ED: I said, oh man, did I hear that? So when I got to the office I called Shirley. Shirley said, yes, he passed that night. So that was it. He also told me this, he said, he'd left Oregon State a lot of money, I won't discuss the 01:15:00amount. He says, when I pass, this money will automatically go to Oregon State, but until she dies, Shirley will get the residuals of this money, and when she dies, all of it goes to Oregon State, a very substantial amount. Even though he was at UCLA and coached UCLA, he never left Oregon State. That was his baby. I got my masters from Long Beach State, but I never left here either.

DP: That's very true, very true.

ED: So I looked back on what my mother said, I made the right decision I think. 01:16:00I made a lot of friends, people that I'm still in contact with, white people, black people, it didn't make any difference, a lot of friends and people I still care about.
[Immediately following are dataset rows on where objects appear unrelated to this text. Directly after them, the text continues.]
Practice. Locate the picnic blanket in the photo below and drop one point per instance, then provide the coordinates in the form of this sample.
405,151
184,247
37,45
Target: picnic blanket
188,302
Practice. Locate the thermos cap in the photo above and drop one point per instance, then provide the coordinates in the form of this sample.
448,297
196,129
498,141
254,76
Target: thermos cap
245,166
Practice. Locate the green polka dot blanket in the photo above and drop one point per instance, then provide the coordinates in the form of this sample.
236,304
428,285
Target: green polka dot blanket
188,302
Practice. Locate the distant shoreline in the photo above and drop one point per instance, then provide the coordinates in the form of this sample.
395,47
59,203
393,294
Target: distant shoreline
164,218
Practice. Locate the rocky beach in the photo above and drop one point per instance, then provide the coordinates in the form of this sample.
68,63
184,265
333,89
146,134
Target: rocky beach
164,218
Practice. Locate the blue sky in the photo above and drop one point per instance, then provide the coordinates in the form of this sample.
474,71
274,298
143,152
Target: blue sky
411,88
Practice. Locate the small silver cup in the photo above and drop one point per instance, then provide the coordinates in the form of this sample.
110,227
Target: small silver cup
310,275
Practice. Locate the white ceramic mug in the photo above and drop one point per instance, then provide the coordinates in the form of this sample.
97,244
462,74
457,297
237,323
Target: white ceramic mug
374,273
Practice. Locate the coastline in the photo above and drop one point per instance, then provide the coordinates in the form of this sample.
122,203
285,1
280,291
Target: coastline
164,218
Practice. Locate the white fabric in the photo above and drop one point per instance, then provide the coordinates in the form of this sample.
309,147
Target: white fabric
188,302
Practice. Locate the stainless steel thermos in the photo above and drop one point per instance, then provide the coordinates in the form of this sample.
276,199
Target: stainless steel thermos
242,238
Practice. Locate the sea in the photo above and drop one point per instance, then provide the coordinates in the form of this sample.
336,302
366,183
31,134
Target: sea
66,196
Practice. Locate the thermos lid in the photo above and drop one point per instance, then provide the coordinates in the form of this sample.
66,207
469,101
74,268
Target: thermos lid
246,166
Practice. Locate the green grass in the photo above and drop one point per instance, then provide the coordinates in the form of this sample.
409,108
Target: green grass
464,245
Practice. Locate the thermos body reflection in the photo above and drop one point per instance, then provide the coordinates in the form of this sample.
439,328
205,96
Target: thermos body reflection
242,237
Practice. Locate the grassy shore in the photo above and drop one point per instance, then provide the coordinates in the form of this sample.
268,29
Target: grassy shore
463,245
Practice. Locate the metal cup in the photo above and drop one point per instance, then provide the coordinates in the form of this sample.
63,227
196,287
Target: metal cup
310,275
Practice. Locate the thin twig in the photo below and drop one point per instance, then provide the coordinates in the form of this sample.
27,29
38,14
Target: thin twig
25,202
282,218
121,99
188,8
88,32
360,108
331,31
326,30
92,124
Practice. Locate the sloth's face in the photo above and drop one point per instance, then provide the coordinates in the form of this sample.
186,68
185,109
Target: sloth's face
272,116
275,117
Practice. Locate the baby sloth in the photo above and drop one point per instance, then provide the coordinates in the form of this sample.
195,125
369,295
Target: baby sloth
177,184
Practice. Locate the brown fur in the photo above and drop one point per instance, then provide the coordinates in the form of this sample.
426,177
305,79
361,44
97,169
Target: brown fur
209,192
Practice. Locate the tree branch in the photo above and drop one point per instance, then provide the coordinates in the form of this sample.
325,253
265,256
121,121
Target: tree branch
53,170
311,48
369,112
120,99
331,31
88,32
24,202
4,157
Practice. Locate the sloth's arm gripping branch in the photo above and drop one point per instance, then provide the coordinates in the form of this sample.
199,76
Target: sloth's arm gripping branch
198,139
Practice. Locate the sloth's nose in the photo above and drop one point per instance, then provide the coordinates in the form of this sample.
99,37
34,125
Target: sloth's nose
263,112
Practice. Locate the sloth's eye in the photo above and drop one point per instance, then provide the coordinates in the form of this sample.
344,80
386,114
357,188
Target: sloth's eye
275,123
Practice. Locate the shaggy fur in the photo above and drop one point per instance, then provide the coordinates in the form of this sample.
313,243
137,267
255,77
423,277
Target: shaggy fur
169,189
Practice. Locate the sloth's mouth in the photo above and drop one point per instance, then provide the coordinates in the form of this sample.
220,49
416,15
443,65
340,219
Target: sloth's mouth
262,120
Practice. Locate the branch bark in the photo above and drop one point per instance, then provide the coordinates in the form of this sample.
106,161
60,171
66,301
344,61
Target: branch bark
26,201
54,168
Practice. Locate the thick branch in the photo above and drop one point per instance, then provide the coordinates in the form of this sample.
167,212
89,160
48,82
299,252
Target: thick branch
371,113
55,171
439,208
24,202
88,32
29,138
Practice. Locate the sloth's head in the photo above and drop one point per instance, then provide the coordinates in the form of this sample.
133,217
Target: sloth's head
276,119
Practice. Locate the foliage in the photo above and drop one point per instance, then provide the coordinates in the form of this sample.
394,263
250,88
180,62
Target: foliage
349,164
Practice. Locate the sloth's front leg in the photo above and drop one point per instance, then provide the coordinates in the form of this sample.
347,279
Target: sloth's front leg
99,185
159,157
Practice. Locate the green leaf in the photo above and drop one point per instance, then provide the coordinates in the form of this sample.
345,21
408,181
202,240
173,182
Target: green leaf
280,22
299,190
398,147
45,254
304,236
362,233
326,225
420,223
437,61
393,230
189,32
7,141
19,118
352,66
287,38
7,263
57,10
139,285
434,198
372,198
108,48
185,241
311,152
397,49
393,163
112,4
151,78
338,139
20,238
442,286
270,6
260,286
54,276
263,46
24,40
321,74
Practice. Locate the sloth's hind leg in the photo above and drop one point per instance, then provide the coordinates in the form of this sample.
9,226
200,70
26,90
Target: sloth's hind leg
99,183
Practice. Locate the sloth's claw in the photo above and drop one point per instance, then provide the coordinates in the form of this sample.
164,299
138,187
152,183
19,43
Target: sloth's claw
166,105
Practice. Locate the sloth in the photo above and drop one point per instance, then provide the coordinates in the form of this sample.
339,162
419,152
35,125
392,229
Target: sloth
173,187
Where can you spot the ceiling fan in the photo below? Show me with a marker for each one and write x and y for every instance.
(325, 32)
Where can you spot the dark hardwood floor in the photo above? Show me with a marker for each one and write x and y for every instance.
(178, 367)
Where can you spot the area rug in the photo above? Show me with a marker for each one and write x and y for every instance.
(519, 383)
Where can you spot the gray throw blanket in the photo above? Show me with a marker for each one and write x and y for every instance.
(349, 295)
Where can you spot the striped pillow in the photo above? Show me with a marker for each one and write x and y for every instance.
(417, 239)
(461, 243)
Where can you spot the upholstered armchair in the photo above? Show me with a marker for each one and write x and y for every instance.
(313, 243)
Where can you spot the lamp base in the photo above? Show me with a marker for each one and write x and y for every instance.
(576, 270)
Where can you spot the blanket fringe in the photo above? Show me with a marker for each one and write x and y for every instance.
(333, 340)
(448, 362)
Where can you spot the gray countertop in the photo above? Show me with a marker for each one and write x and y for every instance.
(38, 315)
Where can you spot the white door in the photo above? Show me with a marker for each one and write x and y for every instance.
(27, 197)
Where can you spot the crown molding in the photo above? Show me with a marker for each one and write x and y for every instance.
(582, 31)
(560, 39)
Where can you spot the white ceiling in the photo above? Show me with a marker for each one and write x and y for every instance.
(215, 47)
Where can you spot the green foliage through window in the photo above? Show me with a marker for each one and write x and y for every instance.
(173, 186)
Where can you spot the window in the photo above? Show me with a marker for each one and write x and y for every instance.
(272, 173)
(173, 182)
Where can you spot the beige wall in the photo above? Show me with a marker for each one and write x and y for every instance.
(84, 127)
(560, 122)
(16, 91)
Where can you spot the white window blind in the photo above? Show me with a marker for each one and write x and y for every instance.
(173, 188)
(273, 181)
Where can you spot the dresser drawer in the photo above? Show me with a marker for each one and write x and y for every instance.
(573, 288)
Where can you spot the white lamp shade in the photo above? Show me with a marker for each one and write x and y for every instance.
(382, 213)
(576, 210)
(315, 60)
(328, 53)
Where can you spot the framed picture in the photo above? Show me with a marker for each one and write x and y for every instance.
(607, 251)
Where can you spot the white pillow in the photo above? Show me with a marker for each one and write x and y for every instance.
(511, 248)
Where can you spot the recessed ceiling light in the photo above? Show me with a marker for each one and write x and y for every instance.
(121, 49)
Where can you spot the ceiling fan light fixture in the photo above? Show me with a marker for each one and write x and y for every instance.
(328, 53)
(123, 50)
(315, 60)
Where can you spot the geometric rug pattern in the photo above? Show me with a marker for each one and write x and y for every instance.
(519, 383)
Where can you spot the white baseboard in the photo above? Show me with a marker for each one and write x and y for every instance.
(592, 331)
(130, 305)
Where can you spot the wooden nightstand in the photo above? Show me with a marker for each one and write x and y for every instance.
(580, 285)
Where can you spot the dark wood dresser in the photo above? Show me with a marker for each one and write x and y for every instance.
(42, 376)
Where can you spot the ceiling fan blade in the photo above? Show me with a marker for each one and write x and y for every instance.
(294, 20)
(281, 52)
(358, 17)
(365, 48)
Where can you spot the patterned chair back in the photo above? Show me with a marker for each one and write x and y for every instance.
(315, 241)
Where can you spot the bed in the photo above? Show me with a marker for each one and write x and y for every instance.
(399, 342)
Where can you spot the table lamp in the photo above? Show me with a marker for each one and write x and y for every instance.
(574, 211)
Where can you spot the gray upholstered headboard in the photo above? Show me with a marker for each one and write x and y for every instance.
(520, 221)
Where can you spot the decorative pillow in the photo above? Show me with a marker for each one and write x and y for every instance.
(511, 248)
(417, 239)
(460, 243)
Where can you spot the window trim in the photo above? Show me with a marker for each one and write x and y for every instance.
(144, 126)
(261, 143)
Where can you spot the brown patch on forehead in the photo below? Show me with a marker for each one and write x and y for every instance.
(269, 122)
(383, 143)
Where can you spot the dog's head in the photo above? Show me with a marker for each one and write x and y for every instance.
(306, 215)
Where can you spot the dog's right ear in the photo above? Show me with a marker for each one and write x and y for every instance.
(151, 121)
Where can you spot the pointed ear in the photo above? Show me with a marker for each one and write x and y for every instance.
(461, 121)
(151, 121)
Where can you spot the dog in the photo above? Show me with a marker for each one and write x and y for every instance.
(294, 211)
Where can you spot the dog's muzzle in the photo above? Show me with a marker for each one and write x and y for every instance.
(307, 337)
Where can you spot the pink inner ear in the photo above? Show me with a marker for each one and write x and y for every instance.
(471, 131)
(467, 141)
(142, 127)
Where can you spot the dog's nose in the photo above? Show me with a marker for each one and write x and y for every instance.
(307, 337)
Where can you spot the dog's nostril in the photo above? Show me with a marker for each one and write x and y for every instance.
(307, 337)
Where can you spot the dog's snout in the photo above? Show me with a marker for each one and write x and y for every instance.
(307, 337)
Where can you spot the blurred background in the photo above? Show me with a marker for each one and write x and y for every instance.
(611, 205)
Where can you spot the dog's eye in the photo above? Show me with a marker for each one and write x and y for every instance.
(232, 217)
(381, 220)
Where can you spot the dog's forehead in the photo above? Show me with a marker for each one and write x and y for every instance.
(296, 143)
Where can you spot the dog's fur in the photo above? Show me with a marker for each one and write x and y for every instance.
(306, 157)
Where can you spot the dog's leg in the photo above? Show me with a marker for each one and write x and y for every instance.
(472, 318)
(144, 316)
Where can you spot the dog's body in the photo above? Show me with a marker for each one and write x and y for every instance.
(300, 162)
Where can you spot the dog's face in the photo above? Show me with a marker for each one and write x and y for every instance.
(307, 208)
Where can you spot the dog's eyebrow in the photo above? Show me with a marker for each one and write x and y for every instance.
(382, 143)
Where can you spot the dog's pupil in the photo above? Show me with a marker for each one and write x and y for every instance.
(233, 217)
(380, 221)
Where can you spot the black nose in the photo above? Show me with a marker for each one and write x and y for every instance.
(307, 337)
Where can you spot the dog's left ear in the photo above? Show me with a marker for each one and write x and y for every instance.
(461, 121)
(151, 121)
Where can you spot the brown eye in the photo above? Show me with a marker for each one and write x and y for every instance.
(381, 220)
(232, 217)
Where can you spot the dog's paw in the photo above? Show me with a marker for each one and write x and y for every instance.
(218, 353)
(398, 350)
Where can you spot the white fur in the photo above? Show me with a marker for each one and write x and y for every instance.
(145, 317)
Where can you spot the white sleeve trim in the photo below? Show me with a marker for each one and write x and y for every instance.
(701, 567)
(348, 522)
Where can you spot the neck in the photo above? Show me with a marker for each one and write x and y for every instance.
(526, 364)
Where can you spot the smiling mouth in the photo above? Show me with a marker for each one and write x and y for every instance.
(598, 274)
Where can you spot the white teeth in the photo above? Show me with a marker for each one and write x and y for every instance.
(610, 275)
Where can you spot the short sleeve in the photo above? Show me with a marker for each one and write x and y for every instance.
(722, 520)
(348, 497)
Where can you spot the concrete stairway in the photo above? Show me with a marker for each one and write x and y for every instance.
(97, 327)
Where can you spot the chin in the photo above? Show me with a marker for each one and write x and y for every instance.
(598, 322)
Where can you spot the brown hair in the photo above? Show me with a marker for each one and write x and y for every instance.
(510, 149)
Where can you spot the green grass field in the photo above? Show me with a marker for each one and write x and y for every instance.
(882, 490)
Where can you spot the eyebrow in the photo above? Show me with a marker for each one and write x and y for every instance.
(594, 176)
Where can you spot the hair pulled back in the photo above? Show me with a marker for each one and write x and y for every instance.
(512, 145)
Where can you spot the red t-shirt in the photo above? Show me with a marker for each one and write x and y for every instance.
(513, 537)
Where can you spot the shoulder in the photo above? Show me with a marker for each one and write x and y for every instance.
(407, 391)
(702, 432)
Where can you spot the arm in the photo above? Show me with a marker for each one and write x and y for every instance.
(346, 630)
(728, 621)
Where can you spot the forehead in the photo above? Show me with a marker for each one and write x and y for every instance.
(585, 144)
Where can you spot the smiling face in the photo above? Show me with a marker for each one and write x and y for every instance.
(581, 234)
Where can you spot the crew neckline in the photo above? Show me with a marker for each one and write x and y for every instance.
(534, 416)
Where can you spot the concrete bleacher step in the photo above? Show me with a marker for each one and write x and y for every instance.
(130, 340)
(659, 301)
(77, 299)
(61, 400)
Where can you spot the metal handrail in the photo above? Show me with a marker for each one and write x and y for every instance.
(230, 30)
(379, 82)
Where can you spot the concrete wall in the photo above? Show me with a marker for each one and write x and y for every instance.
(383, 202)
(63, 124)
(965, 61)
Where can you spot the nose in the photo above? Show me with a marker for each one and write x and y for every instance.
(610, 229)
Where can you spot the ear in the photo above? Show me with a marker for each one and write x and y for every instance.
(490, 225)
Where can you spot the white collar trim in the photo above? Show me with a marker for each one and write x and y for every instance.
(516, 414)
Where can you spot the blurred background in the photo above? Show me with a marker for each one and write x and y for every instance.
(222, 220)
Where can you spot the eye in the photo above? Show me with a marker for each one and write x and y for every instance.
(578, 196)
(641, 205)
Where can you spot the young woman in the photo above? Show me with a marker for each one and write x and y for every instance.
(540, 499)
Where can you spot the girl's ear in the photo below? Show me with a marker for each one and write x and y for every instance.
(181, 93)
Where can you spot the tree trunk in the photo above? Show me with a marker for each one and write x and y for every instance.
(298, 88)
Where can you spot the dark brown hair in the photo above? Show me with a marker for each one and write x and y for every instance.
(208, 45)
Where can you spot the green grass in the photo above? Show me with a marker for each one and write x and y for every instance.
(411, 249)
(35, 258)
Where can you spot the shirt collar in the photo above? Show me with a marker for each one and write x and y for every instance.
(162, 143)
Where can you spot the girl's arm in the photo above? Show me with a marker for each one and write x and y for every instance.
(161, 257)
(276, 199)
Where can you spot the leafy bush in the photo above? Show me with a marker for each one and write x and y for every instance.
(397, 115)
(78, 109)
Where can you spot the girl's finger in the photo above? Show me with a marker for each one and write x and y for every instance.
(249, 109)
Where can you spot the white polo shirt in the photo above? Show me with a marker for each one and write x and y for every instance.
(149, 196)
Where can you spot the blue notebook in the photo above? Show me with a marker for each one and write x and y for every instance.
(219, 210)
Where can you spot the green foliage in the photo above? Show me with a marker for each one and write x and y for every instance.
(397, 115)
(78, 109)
DP: I was going to say, as we end of this interview, I was going to say, would you mind saying something about your sons? I know they were quite successful.

ED: I was getting ready to get out of coaching because my sons were getting at the age where we wanted to settle down so that they would have some stability. My oldest son went on to play basketball. The first year in his high school career he never played football, he was a basketball player. His junior year the coaches were constantly after me, so his junior year he decided to play. Boy did 01:17:00he stir up things. My oldest son was a real athlete, he had talent, he was big, he was 6'1", 6'2" and he could run. The four years that he was at Helix High School, he was the only athlete that—Bill Walden went to the same high school—my son is the only athlete that ever scored four years, as a freshman on a [pro?] varsity basketball.

DP: Oh ok, interesting, wow.

ED: I don't know, maybe Bill didn't play when he was a freshman, I don't know.

DP: But your son did?

ED: Yeah, he never was defeated in the quarter mile his whole career in high school. When UCLA came the thing that bothered me a lot was Oregon State never recruited.

DP: It's a shame.

ED: What in the hell is going on?

DP: Never tried.

ED: They never came by, anything. All of the other schools: Washington, SC, and 01:18:00UCLA, Colorado, a lot of the big 12 teams. He really wanted to go to Colorado, I mean they came after him hard, but he wound up at UCLA. He was on that team that beat Michigan in the Rose Bowl. My youngest son, he played—I knew Bill Walsh very well—so he said, Earnel, I'm going to take him as a safety. So he went to the 49ers. My youngest son was drafted by them—he turned out to be Walter Camp All-American at the University of Arizona—and he was drafted by the Detroit Lions. After a few years they traded him to San Diego Chargers. That's where he 01:19:00was injured and decided he didn't want to play anymore, so he didn't play anymore. So my middle son never [Laughter] he didn't last [that was?] in college. My sons turned out to be pretty good athletes, all of them. All ran track, all played football, so I was very proud of them, and every chance I got, I tried to steal some time to go watch them perform. That's that.

DP: Well, I want to thank you very much. It was a pleasure to do this interview with you and I just want to acknowledge that all your contributions to Oregon State University, and we will do it again tonight in terms of acknowledging you. I wanted to say thanks, it's been a pleasure to work with you since you've gotten here and prior to that.